I suppose sometime I should write my own blog on the resurrection
What might it mean to think a thought whole?
This weekend is most significant in the Christian calendar. Christians celebrate the crucifixion and resurrection of Jesus Christ.
When we Christians look at the crucifixion, it’s not difficult for us to believe that Jesus’ death reveals the uncontrolling love of God. In his letter to the church in Rome, the Apostle Paul put it this way: “God demonstrates his love for us in that while we were yet sinners, Christ died for us.”
In his letter to Christians in Philippi, Paul says Jesus “took the form of a servant” and “humbled himself” in his “death on the cross.” Jesus’ kenosis tells us something true about the self-giving, others-empowering, and therefore uncontrolling love of God.
But what about uncontrolling love at the resurrection?
When “God raised this Jesus to life,” as the Apostle Peter put it, did God set aside love and use overpowering coercion?

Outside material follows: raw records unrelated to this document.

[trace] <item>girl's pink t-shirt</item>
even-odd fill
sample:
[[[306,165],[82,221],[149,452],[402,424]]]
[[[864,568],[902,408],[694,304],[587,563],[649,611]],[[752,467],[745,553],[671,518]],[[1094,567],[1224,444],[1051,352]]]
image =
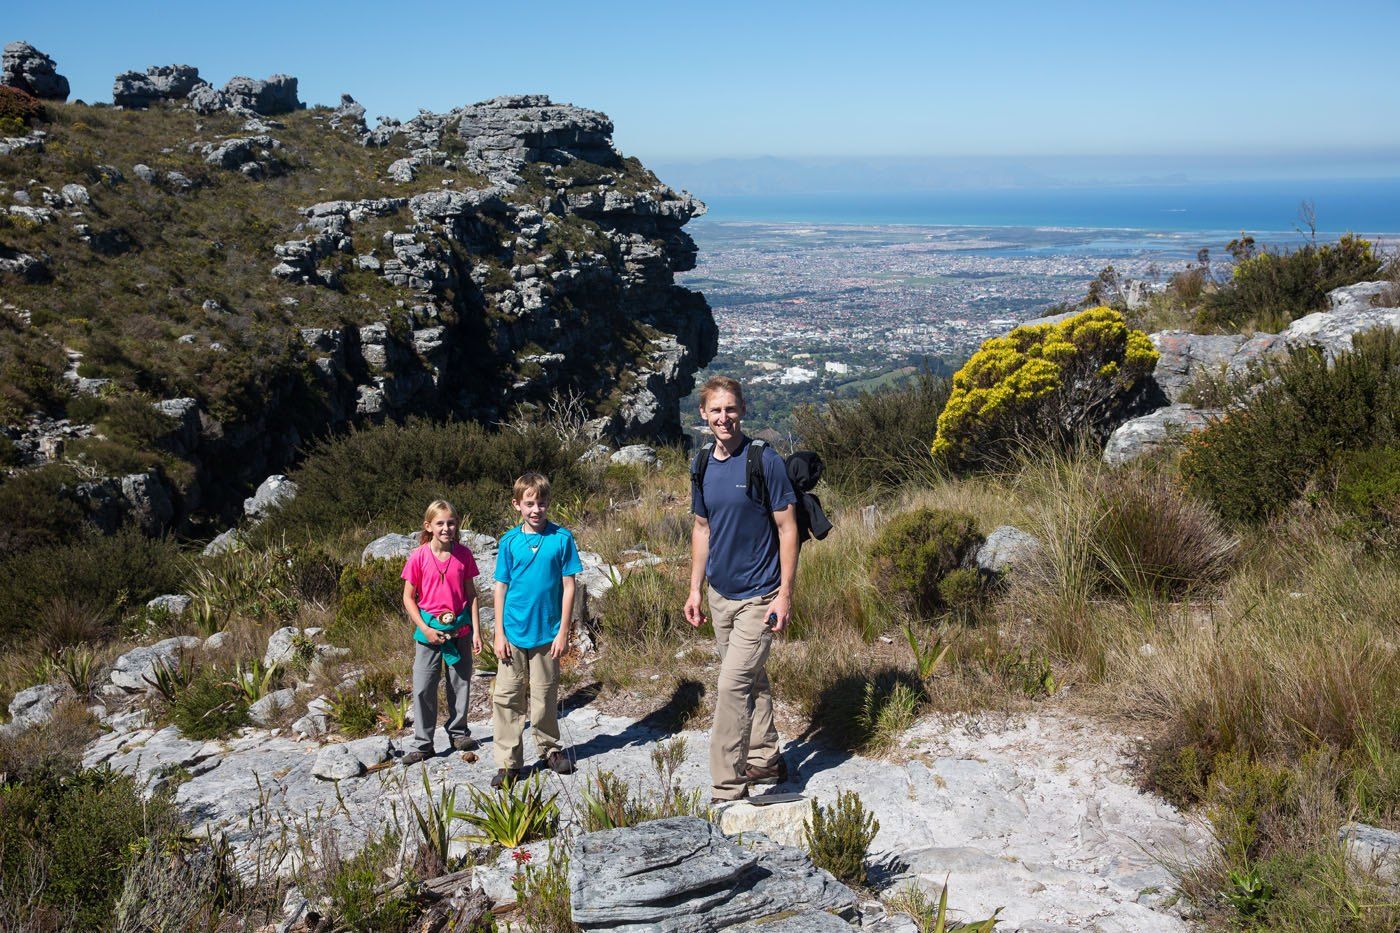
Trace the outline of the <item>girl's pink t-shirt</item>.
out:
[[[408,555],[401,576],[417,591],[418,608],[440,616],[444,612],[457,615],[471,603],[476,595],[472,580],[479,572],[476,559],[465,544],[453,544],[445,561],[438,560],[429,545],[420,544]],[[470,629],[470,625],[465,625],[458,632]]]

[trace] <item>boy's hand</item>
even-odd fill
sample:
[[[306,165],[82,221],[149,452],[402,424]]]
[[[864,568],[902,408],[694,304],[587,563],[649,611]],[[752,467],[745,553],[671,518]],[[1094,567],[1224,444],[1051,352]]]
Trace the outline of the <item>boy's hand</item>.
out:
[[[699,590],[691,590],[690,598],[685,601],[685,620],[694,628],[705,624],[705,614],[700,611]]]
[[[481,632],[472,626],[472,654],[481,654]]]
[[[569,630],[561,628],[559,634],[554,636],[554,641],[549,645],[549,656],[554,660],[559,660],[569,653]]]
[[[492,649],[496,652],[496,660],[510,660],[510,642],[506,641],[506,636],[499,629],[496,630],[496,637],[493,639]]]

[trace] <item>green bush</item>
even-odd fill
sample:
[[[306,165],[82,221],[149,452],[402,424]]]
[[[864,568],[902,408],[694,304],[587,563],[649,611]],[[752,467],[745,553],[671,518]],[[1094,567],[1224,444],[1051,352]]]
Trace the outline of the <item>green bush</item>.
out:
[[[170,721],[191,739],[226,739],[248,725],[248,700],[225,674],[207,668],[176,695]]]
[[[73,498],[77,482],[71,467],[56,463],[0,477],[0,553],[52,545],[81,528],[83,509]]]
[[[925,371],[825,409],[798,408],[793,427],[803,446],[821,455],[823,479],[842,492],[895,488],[929,476],[929,446],[951,391],[948,379]]]
[[[522,852],[523,864],[511,878],[515,903],[519,906],[518,928],[524,933],[578,933],[573,905],[569,900],[569,855],[549,847],[542,866]]]
[[[963,616],[975,612],[984,595],[982,575],[972,567],[950,570],[938,581],[939,601]]]
[[[59,599],[100,607],[108,620],[161,593],[178,592],[184,562],[167,538],[135,528],[70,533],[52,546],[0,560],[0,644],[34,633]]]
[[[1358,335],[1332,365],[1298,350],[1241,409],[1186,439],[1187,484],[1226,519],[1261,522],[1297,499],[1347,451],[1394,445],[1400,332]]]
[[[1335,244],[1309,243],[1293,252],[1241,252],[1230,281],[1208,295],[1196,314],[1202,328],[1279,331],[1327,308],[1327,293],[1373,278],[1381,260],[1371,244],[1346,234]]]
[[[169,797],[145,799],[130,775],[108,770],[48,774],[0,789],[0,888],[45,883],[33,897],[69,929],[108,929],[124,877],[149,847],[177,845],[185,826]]]
[[[909,608],[931,613],[945,605],[939,583],[981,543],[972,516],[915,509],[896,515],[880,530],[870,549],[871,573]]]
[[[335,928],[384,933],[409,929],[418,914],[409,893],[411,886],[384,890],[389,870],[398,865],[398,835],[385,832],[371,837],[349,858],[340,855],[335,842],[328,840],[327,847],[330,851],[321,853],[316,876],[305,886],[330,902]]]
[[[376,698],[361,684],[337,691],[330,700],[330,714],[341,734],[352,739],[369,735],[379,724]]]
[[[803,836],[814,865],[825,868],[838,881],[863,886],[865,856],[879,831],[880,821],[866,812],[860,795],[843,790],[836,795],[836,802],[828,806],[812,801],[812,815]]]
[[[394,558],[346,566],[340,572],[340,602],[331,636],[402,619],[403,565],[401,558]]]
[[[1400,530],[1400,447],[1343,454],[1332,501],[1368,529]]]
[[[297,497],[259,531],[324,539],[362,528],[421,527],[443,498],[464,528],[493,533],[511,521],[511,487],[526,470],[549,476],[556,497],[586,486],[582,453],[543,428],[492,431],[472,422],[411,419],[327,441],[292,475]]]
[[[933,456],[953,469],[997,465],[1028,444],[1102,441],[1157,363],[1152,341],[1111,308],[983,341],[953,376]]]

Can we believe Jesus’ resurrection was also accomplished through the self-giving, others-empowering and uncontrolling love of God?
In my 2010 book, The Nature of Love, I proposed a way in which God could resurrect Jesus through uncontrolling love rather than coercive control. This way involves the cooperation of Jesus’ body and spirit.
I’ve been thinking more about these issues as I await Easter morning. A new insight about God’s love and the resurrection emerged while I was reading Paul’s letter to the church in Ephesus. Paul writes these words:
“Because of his great love for us, God, who is rich in mercy, made us alive with Christ even when we were dead in transgressions—it is by grace you have been saved” (Eph. 2:4-5).
This passage says God’s love makes believers alive. We who were once dead in sin can be brought to life in Christ. God’s grace can save us, and we can be resurrected with Christ!
Like John Wesley, I think salvation is initiated by God but requires our cooperation. “God will not save us without ourselves,” as Wesley put it. We must respond freely to God’s gracious gift. In short, God awaits our “yes” before we are resurrected.
Perhaps just as our resurrection from death in sin requires cooperating with God’s work, so also Jesus’ resurrection from death involved his cooperating with God’s work.
If so, we might be able to think the thought whole. That is, we can believe that God never controls and always loves. Instead of expressing uncontrolling love only in Jesus’ death, God also expresses such love when resurrecting Jesus. The whole of God’s activity is love that does not control.
That’s what I’m thinking as I await Easter morning!